After the great response to our inaugural 2012 festival, women filmmakers from around the world again sent us an amazing array of films for consideration for LFFF 2013. It’s been tough deciding on the programme but we finally got there! Thanks very much to all the filmmakers who submitted their films.
The festival has been extended to a whole week this year. Over the seven days we will screen 10 feature length films and 21 short films, from 18 different countries, including eight UK Premieres, eight European Premieres, and six World Premieres.
The festival will kick off on Sunday 24 November with our session on Body Politics which includes the UK Premiere of The Cut, an insightful documentary on FGM filmed by Beryl Magoko in her home district in Kenya.

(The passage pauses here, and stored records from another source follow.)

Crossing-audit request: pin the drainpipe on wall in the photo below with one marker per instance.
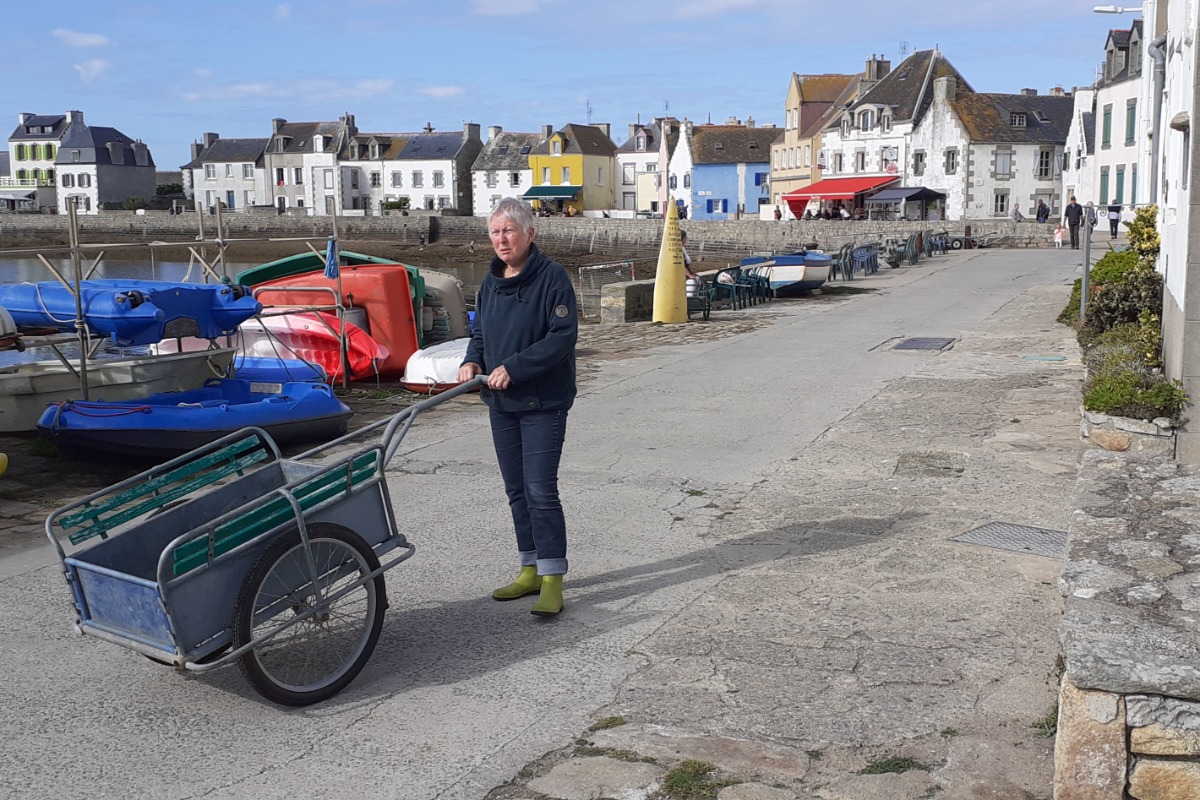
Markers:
(1156, 52)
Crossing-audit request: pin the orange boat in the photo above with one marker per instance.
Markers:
(379, 299)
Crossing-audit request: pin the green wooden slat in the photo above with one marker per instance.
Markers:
(327, 486)
(101, 527)
(156, 482)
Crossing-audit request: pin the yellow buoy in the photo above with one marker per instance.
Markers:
(670, 292)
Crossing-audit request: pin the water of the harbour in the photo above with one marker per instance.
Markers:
(22, 270)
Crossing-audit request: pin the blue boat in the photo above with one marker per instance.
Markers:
(793, 274)
(132, 312)
(167, 425)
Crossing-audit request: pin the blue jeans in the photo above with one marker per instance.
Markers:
(528, 447)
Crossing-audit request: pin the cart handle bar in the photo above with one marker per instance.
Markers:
(393, 422)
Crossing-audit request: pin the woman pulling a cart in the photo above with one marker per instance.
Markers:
(526, 329)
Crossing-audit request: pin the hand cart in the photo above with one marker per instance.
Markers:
(234, 553)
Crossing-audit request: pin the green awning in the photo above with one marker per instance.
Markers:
(551, 192)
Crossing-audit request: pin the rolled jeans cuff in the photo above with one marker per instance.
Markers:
(551, 566)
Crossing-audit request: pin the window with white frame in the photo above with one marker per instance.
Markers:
(952, 161)
(1003, 164)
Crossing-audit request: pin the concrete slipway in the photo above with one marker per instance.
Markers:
(763, 576)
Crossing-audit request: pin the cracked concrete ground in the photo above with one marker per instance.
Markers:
(762, 577)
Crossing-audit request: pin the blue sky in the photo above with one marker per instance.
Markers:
(168, 71)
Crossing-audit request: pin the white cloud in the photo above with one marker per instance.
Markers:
(75, 38)
(441, 91)
(91, 68)
(504, 7)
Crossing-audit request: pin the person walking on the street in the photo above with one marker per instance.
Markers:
(1074, 216)
(526, 329)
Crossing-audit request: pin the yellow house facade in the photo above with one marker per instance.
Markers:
(574, 170)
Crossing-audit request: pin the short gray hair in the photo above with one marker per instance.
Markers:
(514, 210)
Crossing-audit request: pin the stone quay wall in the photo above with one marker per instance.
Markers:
(1129, 703)
(707, 240)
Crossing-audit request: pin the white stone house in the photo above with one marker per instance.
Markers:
(430, 169)
(1079, 157)
(991, 151)
(33, 149)
(301, 164)
(502, 168)
(101, 166)
(228, 172)
(679, 168)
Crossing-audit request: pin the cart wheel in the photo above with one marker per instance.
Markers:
(313, 660)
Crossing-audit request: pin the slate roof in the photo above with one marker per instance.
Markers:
(427, 146)
(833, 113)
(987, 118)
(298, 136)
(586, 139)
(95, 138)
(504, 151)
(909, 88)
(231, 150)
(55, 121)
(731, 144)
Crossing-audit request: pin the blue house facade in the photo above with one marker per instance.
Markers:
(731, 170)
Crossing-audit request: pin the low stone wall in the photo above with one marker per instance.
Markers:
(1129, 704)
(627, 302)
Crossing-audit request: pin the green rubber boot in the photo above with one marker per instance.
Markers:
(527, 583)
(550, 601)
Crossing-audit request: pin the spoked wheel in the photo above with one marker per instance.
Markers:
(312, 660)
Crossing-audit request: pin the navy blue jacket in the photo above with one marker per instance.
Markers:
(528, 324)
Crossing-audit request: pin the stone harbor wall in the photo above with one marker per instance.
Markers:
(1129, 704)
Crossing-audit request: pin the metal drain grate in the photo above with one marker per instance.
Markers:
(924, 343)
(1020, 539)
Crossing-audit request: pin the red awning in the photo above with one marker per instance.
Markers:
(839, 188)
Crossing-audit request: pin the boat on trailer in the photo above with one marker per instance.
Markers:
(167, 425)
(793, 274)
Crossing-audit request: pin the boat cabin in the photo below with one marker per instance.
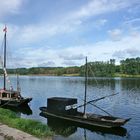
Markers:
(62, 105)
(9, 94)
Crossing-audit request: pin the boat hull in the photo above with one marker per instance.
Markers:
(15, 102)
(89, 121)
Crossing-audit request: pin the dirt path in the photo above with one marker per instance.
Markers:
(7, 133)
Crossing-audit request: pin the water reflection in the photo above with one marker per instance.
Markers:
(24, 109)
(66, 128)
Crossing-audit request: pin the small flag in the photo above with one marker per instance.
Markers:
(5, 29)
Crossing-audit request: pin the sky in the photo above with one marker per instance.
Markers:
(51, 33)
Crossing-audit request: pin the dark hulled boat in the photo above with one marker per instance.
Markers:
(10, 97)
(63, 108)
(67, 109)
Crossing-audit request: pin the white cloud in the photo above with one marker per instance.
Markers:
(96, 7)
(115, 34)
(9, 7)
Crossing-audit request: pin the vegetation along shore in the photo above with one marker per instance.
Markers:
(129, 67)
(32, 127)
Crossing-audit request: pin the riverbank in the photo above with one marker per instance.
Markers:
(8, 133)
(31, 127)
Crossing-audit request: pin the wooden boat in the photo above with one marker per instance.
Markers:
(66, 128)
(10, 97)
(66, 109)
(59, 110)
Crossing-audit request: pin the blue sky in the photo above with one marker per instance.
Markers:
(63, 32)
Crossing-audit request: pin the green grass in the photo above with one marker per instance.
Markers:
(32, 127)
(127, 75)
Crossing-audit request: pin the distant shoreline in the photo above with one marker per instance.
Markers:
(78, 75)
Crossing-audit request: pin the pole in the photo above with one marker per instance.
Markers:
(85, 87)
(4, 85)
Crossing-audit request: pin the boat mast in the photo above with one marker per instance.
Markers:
(85, 87)
(4, 65)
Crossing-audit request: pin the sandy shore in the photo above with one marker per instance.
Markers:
(8, 133)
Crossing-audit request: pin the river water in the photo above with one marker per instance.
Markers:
(126, 104)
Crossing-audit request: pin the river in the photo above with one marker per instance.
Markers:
(126, 104)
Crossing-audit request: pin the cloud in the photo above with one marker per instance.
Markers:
(115, 34)
(70, 63)
(96, 7)
(130, 52)
(47, 64)
(72, 57)
(9, 7)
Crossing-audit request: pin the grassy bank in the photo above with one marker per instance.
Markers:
(126, 75)
(30, 126)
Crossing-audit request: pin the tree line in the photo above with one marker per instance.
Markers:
(129, 66)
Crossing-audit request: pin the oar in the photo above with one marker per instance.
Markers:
(95, 100)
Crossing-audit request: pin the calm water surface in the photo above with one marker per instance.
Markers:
(126, 104)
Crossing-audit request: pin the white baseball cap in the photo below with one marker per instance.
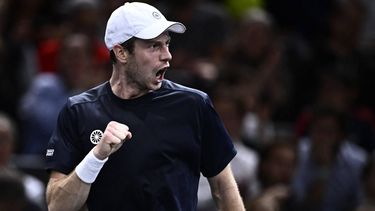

We’ll be sharing insights into feminism around the world including En la Casa, la Cama y la Calle about activism in Nicaragua, Still Fighting about abortion clinic escorts in the US, and Foot for Love about a South African football team’s campaign against lesbophobia. And we’ll also have UK-based films such as To Hear Her Voice about suffragette theatre and The Campaigner about a 78-year-old activist who refuses to conform to the narrow stereotype for older women.
We are hoping that many of the directors of the films will join us for their screenings and panel discussions. Director Nevline Nnaji has already booked her flight from the US to join us for her screening! We’re looking forward to hearing from her about her film Reflections Unheard: Black Women in Civil Rights which focuses on US black women activists and their marginalisation within the Black Power and Feminist movements of the 1960s and 1970s.
This year we are bringing you not one but two Feminist Classic films! Sally Potter’s ground-breaking first feature The Gold Diggers will screen on 26 November, with a great line-up of panellists, and Lizzie Borden’s feminist sci-fi Born in Flames will be the final screening of the festival on Saturday 30 November. Both films are 30 years old this year!
An integral part of the festival will be the post-film panel discussions. These will give filmmakers and audiences a chance to discuss the films, the feminist issues raised by the films, and wider issues of women’s representation behind and in front of the camera. Panellists will include directors of the films we are showing, academics, critics, and women’s rights activists.
Tickets will be available soon from this website and from the Hackney Picturehouse website.